= Brian Adamson =

Australian rules footballer in WAFL and SANFL

Brian Ronald Adamson is a former Australian rules footballer who played for West Perth in the West Australian National Football League (WANFL) and Norwood in the South Australian National Football League (SANFL). Playing primarily as a centre-half forward, he was part of West Perth's 1975 premiership team and featured in Norwood's one‑point win in the 1978 SANFL Grand Final.

== Early career ==
Adamson made his WAFL senior debut for West Perth in 1975 and played in their Grand Final victory that year. He became a key forward for the team and finished as the club's leading goalkicker in 1977.

== Norwood (1978–1979) ==
Before the 1978 season, Adamson transferred to Norwood following a landmark legal dispute in the Supreme Court that upheld his right to move across state borders—a decision regarded as a restraint-of-trade case in the football context.
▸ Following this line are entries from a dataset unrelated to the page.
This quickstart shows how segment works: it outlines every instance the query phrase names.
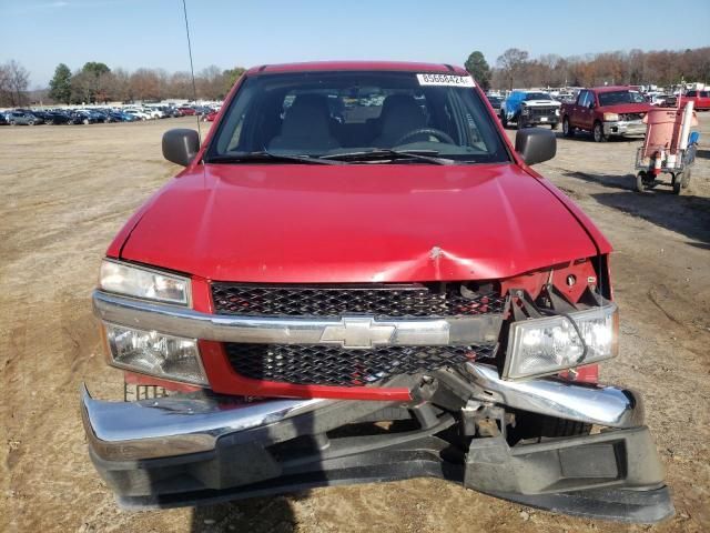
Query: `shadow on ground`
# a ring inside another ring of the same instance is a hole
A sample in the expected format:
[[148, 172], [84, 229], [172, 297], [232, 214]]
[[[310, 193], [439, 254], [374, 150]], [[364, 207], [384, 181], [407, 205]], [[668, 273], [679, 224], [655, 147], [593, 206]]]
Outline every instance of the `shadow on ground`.
[[291, 533], [295, 515], [284, 496], [257, 497], [195, 507], [192, 533]]
[[692, 189], [680, 197], [669, 190], [653, 190], [645, 194], [602, 192], [591, 194], [591, 198], [602, 205], [680, 233], [694, 241], [689, 242], [693, 247], [708, 248], [710, 244], [710, 199], [692, 195]]
[[578, 172], [571, 170], [566, 170], [560, 173], [562, 175], [566, 175], [567, 178], [584, 180], [588, 183], [598, 183], [610, 189], [622, 189], [627, 191], [633, 191], [636, 189], [635, 174], [598, 174], [592, 172]]

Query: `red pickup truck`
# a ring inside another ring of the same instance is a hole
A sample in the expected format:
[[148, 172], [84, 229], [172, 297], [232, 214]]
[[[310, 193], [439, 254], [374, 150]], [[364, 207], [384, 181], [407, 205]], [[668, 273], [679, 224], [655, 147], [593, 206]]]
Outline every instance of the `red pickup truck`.
[[82, 391], [119, 502], [437, 476], [672, 514], [639, 394], [597, 383], [618, 353], [611, 247], [530, 168], [555, 152], [538, 128], [514, 147], [463, 68], [428, 63], [254, 68], [204, 142], [166, 132], [184, 170], [93, 293], [109, 363], [166, 394]]
[[698, 111], [707, 111], [710, 109], [710, 90], [704, 91], [688, 91], [680, 97], [680, 107], [684, 107], [686, 103], [693, 102], [693, 109]]
[[590, 131], [596, 142], [611, 135], [643, 135], [642, 120], [653, 109], [643, 95], [629, 87], [582, 89], [574, 103], [562, 103], [562, 133]]

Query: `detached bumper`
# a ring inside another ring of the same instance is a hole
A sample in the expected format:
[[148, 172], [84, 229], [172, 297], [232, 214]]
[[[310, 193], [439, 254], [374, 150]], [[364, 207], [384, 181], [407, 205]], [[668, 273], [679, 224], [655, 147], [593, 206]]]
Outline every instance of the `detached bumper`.
[[[519, 394], [531, 393], [540, 412], [560, 412], [566, 405], [565, 390], [550, 385], [550, 380], [539, 380], [551, 386], [547, 393], [506, 391], [486, 371], [473, 380], [474, 389], [496, 403], [515, 404], [523, 398]], [[595, 416], [616, 416], [611, 423], [618, 429], [514, 446], [500, 435], [477, 438], [468, 450], [454, 450], [447, 441], [447, 430], [459, 421], [426, 401], [234, 404], [225, 396], [184, 395], [114, 403], [93, 400], [84, 389], [82, 415], [94, 465], [119, 503], [129, 507], [194, 505], [314, 486], [434, 476], [561, 513], [662, 520], [673, 507], [648, 429], [638, 426], [640, 403], [630, 393], [608, 389], [588, 392], [601, 406]], [[542, 401], [545, 394], [549, 402]], [[567, 405], [572, 418], [585, 420], [586, 411], [574, 406], [580, 398]], [[402, 413], [414, 415], [416, 429], [377, 435], [338, 432], [364, 421], [405, 420], [398, 419]]]
[[646, 124], [640, 120], [618, 120], [604, 123], [606, 135], [645, 135]]

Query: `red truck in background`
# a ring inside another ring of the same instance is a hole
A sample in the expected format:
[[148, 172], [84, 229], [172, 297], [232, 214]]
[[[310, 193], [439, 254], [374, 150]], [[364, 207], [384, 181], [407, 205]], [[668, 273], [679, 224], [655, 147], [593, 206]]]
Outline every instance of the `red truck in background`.
[[595, 142], [612, 135], [642, 135], [646, 113], [653, 109], [643, 95], [630, 87], [582, 89], [575, 103], [562, 103], [562, 133], [590, 131]]
[[707, 111], [710, 109], [710, 90], [688, 91], [680, 97], [680, 107], [683, 108], [688, 102], [693, 102], [693, 109], [698, 111]]

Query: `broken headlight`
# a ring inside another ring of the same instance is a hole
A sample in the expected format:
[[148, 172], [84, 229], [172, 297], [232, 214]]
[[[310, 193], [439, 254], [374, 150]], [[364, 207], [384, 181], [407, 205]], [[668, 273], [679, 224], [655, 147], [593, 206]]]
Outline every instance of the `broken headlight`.
[[190, 279], [180, 275], [104, 259], [99, 286], [106, 292], [190, 305]]
[[556, 374], [618, 353], [618, 310], [608, 303], [510, 325], [503, 378]]
[[110, 364], [163, 380], [206, 386], [195, 339], [104, 323]]

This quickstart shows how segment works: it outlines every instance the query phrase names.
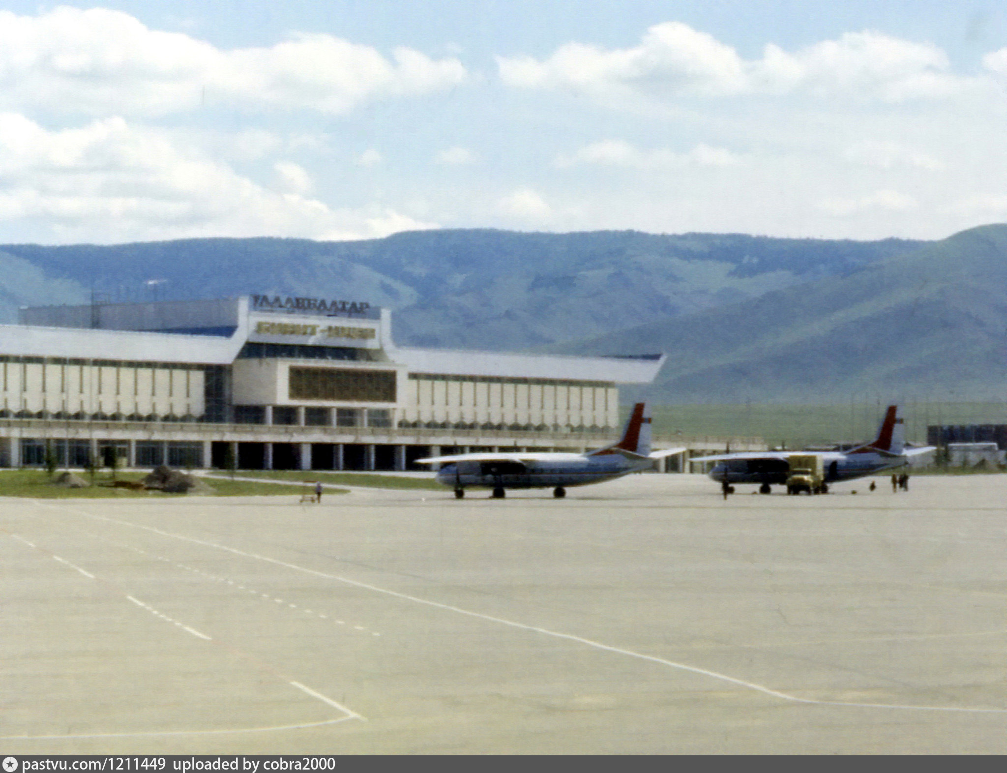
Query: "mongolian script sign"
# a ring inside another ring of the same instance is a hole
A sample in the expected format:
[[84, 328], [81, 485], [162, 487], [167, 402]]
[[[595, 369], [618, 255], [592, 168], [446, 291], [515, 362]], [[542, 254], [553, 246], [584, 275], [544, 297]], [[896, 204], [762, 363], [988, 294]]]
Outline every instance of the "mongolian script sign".
[[326, 301], [324, 298], [253, 295], [252, 308], [271, 311], [313, 311], [316, 314], [363, 314], [371, 309], [371, 304], [366, 301]]
[[293, 322], [258, 322], [255, 331], [263, 335], [324, 335], [326, 338], [374, 338], [373, 327], [343, 325], [298, 325]]

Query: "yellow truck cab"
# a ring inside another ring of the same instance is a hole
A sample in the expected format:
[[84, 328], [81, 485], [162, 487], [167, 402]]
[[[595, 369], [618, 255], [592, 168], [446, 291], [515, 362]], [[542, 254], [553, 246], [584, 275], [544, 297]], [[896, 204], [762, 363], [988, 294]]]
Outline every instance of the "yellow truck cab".
[[825, 461], [821, 454], [790, 454], [787, 461], [790, 465], [786, 477], [786, 493], [825, 494], [829, 486], [825, 482]]

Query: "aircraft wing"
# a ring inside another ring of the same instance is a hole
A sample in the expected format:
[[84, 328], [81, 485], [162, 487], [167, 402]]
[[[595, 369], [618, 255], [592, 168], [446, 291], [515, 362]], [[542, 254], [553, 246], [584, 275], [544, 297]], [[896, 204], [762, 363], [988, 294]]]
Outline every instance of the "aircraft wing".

He debuted for Norwood in Round 15, 1978, and went on to play 20 league games, kicking 50 goals across the 1978 and 1979 seasons. In the 1978 SANFL Grand Final—played in Norwood's centenary year before a crowd of 50,867—he kicked five goals as Norwood overcame Sturt by a point in one of SANFL's most dramatic comebacks.

== Return to West Perth and retirement ==
Adamson returned to West Perth in 1980 and again led the club's goalkicking in 1981. He continued to play in the WAFL until retiring midway through the 1985 season due to injury, finishing with 120 WAFL games, plus two state games and five NFL or NFC games.